Improved understanding of mantle melting processes and melt transport requires knowledge of how fast magma is generated and transferred from source region to surface. The rate of magma transfer can in favorable cases be estimated from radioactive disequilibria between nuclides of the 238U series. Young lavas from southern Chile, in which 238U– 230Th disequilibria have been measured [Sigmarsson et al., Nature 346 (1990) 163–165; Sigmarsson et al., Nature 394 (1998) 566–569], were analyzed for 226Ra abundances.
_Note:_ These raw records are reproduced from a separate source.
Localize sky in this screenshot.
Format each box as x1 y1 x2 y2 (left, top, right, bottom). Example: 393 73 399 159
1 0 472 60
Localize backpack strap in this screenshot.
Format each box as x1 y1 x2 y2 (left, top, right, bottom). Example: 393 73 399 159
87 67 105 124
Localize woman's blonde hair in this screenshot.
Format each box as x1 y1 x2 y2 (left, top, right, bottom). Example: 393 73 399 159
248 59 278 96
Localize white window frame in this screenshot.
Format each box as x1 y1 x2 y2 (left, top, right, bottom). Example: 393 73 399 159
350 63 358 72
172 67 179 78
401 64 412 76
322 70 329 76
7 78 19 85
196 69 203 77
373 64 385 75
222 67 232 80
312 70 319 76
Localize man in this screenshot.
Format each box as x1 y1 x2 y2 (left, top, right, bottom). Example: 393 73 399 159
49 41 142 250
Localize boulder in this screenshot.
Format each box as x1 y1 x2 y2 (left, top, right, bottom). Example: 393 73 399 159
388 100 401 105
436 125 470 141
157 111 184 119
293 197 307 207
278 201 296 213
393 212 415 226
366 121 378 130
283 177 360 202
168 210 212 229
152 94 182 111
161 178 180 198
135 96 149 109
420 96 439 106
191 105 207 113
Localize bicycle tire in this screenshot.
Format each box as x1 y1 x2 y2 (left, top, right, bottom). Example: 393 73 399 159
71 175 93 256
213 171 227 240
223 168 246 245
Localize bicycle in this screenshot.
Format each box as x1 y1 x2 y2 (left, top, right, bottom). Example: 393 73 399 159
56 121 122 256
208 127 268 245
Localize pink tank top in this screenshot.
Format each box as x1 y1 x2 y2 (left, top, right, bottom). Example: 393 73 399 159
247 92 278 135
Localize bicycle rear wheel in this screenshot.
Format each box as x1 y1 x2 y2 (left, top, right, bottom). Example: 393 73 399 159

The disequilibrium between 226Ra and 230Th in these lavas is found to correlate with 238U– 230Th disequilibria and 10Be/Be [Morris et al., Nature 344 (1990) 31–36]. These correlations strongly suggest that the excess of 226Ra over 230Th is due to the addition of a slab-derived fluid to the magma source, since Ra and U are fluid-mobile elements and the cosmogenic 10Be is most likely derived from the subducting Nazca plate beneath the Andes. The largest slab signature is observed in the lavas of Villarrica volcano, which is the most active volcano in South America. A model for subduction fluxing is discussed, in which the U series disequilibria in arc lavas will reflect the integrated dehydration process during metamorphism of the subducting plate and the metasomatized mantle, but be principally controlled by the latest hydrous mineral breakdown in the mantle wedge. Repeated precipitation and dehydration mineral reactions of the hydrated mantle could be the homogenization process of the slab input needed to explain the 10Be/Be–B/Be correlation for different arcs [Morris et al., Nature 344 (1990) 31–36]. The fact that excesses of 226Ra and 238U over 230Th are correlated indicates that linear arrays on the ( 230Th/ 232Th)–( 238U/ 232Th) diagram are not isochrons reflecting time elapsed since a fluid addition but rather mixing lines between a fluid phase and melts. The 226Ra– 230Th disequilibrium in arc lavas suggests significantly shorter timescales for magma transfer, or less than 8000 years. This disequilibrium is consistent with minimum magma transfer rate through the mantle wedge on the order of 10 m/year. Finally, the correlations of ( 226Ra /230Th) with ( 238U/ 232Th) and 10Be/Be in Andean magmas imply that magma chamber residence time is of the same order of magnitude beneath the stratovolcanoes studied.